The logic is the logic of a base that is already fully seasoned. Those slow-cooked onions carry the salt, the sweetness, and the weight; the anchovy supplies a sharp cured edge; the olive a bitter punctuation. Folded, the yeasted base has enough body to hold the soft onion without tearing through, and enough chew to stand up to oil rather than going to paste. This is why nothing else is added: a slice of ham or a spread of cheese would only bury a layer that was built to be the whole point. In Nice it is sold warm by the square, eaten off paper, by hand, between meals, on the way somewhere, which is the working definition of a sandwich even though there is technically only one piece of bread involved.

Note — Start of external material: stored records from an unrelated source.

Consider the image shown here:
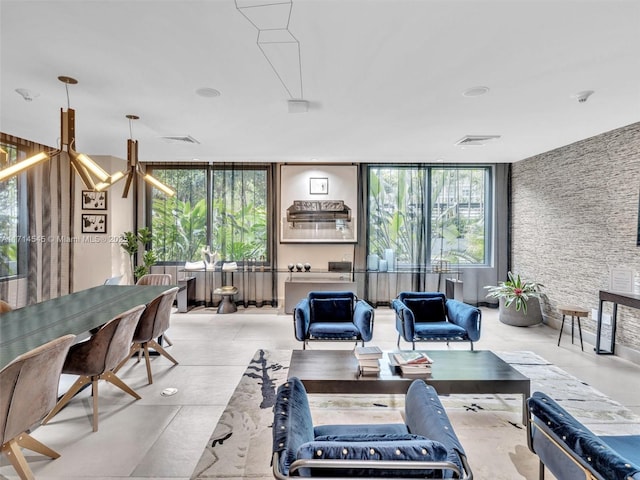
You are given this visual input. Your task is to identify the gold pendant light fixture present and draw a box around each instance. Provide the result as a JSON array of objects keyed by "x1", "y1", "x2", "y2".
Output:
[
  {"x1": 0, "y1": 76, "x2": 113, "y2": 190},
  {"x1": 106, "y1": 115, "x2": 176, "y2": 198}
]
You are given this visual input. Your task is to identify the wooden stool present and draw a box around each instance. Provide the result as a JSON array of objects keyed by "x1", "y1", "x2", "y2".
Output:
[
  {"x1": 213, "y1": 286, "x2": 238, "y2": 313},
  {"x1": 558, "y1": 305, "x2": 589, "y2": 351}
]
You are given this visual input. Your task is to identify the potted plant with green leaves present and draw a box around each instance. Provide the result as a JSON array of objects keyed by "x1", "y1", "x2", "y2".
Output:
[
  {"x1": 485, "y1": 272, "x2": 544, "y2": 327},
  {"x1": 120, "y1": 227, "x2": 158, "y2": 283}
]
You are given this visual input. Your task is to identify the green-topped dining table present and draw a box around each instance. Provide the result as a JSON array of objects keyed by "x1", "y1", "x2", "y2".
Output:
[{"x1": 0, "y1": 285, "x2": 173, "y2": 369}]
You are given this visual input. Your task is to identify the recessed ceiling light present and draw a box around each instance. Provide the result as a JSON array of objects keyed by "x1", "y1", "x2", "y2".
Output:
[
  {"x1": 455, "y1": 135, "x2": 500, "y2": 147},
  {"x1": 196, "y1": 87, "x2": 220, "y2": 98},
  {"x1": 462, "y1": 86, "x2": 489, "y2": 97},
  {"x1": 571, "y1": 90, "x2": 594, "y2": 103}
]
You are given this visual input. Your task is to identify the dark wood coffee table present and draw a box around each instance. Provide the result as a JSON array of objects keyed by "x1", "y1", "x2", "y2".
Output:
[{"x1": 289, "y1": 350, "x2": 531, "y2": 424}]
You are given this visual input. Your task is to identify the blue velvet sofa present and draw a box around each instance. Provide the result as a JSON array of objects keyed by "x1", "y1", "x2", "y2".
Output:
[
  {"x1": 293, "y1": 291, "x2": 374, "y2": 349},
  {"x1": 391, "y1": 292, "x2": 482, "y2": 350},
  {"x1": 527, "y1": 392, "x2": 640, "y2": 480},
  {"x1": 272, "y1": 377, "x2": 473, "y2": 480}
]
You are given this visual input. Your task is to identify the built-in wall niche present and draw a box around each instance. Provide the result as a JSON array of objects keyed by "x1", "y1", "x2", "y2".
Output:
[{"x1": 280, "y1": 165, "x2": 358, "y2": 243}]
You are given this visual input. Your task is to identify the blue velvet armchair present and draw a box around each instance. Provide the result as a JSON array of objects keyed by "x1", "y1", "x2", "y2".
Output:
[
  {"x1": 391, "y1": 292, "x2": 482, "y2": 350},
  {"x1": 272, "y1": 377, "x2": 473, "y2": 480},
  {"x1": 527, "y1": 392, "x2": 640, "y2": 480},
  {"x1": 293, "y1": 291, "x2": 374, "y2": 349}
]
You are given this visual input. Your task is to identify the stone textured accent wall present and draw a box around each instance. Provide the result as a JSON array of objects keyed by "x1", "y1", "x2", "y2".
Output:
[{"x1": 511, "y1": 123, "x2": 640, "y2": 351}]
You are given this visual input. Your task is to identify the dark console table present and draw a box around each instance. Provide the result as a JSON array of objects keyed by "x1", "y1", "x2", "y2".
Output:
[{"x1": 595, "y1": 290, "x2": 640, "y2": 355}]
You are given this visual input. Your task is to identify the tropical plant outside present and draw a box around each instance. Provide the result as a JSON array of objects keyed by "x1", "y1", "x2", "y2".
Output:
[
  {"x1": 0, "y1": 144, "x2": 20, "y2": 278},
  {"x1": 120, "y1": 228, "x2": 158, "y2": 281},
  {"x1": 368, "y1": 166, "x2": 488, "y2": 267},
  {"x1": 484, "y1": 272, "x2": 544, "y2": 314},
  {"x1": 152, "y1": 168, "x2": 268, "y2": 262}
]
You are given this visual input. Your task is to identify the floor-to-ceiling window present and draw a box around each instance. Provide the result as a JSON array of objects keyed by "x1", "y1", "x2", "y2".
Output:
[
  {"x1": 362, "y1": 164, "x2": 493, "y2": 304},
  {"x1": 148, "y1": 163, "x2": 277, "y2": 306},
  {"x1": 151, "y1": 164, "x2": 271, "y2": 263},
  {"x1": 0, "y1": 143, "x2": 26, "y2": 279},
  {"x1": 367, "y1": 165, "x2": 491, "y2": 269}
]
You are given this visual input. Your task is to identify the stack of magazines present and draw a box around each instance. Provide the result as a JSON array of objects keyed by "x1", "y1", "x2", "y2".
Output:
[
  {"x1": 391, "y1": 351, "x2": 433, "y2": 376},
  {"x1": 354, "y1": 346, "x2": 382, "y2": 375}
]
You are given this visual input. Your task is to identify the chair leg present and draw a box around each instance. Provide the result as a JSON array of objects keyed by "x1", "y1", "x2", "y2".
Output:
[
  {"x1": 16, "y1": 432, "x2": 60, "y2": 458},
  {"x1": 91, "y1": 375, "x2": 100, "y2": 432},
  {"x1": 578, "y1": 317, "x2": 584, "y2": 352},
  {"x1": 2, "y1": 438, "x2": 36, "y2": 480},
  {"x1": 558, "y1": 315, "x2": 564, "y2": 346},
  {"x1": 42, "y1": 375, "x2": 91, "y2": 425},
  {"x1": 144, "y1": 340, "x2": 178, "y2": 384},
  {"x1": 99, "y1": 372, "x2": 142, "y2": 400},
  {"x1": 111, "y1": 343, "x2": 141, "y2": 373}
]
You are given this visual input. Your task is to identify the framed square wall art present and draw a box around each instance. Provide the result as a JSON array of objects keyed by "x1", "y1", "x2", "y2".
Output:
[
  {"x1": 280, "y1": 165, "x2": 358, "y2": 243},
  {"x1": 82, "y1": 213, "x2": 107, "y2": 233},
  {"x1": 309, "y1": 177, "x2": 329, "y2": 195},
  {"x1": 82, "y1": 190, "x2": 107, "y2": 210}
]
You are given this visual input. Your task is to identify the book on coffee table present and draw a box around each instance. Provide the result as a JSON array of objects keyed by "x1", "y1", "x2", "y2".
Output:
[
  {"x1": 393, "y1": 350, "x2": 433, "y2": 366},
  {"x1": 389, "y1": 351, "x2": 433, "y2": 377},
  {"x1": 354, "y1": 345, "x2": 382, "y2": 360},
  {"x1": 354, "y1": 346, "x2": 382, "y2": 375}
]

Variations are small and mostly about the ratio. More olive toward Antibes, a lighter hand with anchovy toward Cannes, occasionally a few rounds of tomato in summer when they are good enough to carry it. The defining frame holds: onion, anchovy, olive, yeasted base, salt, eaten warm and folded. The Pissaladière Sandwich belongs with the southern bread snacks the catalog groups under Pissaladière & Niçois Bread Snacks, the Mediterranean flatbreads the French sandwich tradition handles apart from the baguette. Its specific contribution is the collapse of the usual distinction: a sandwich where there is no separate filling because the seasoned surface and the bread are one and the same.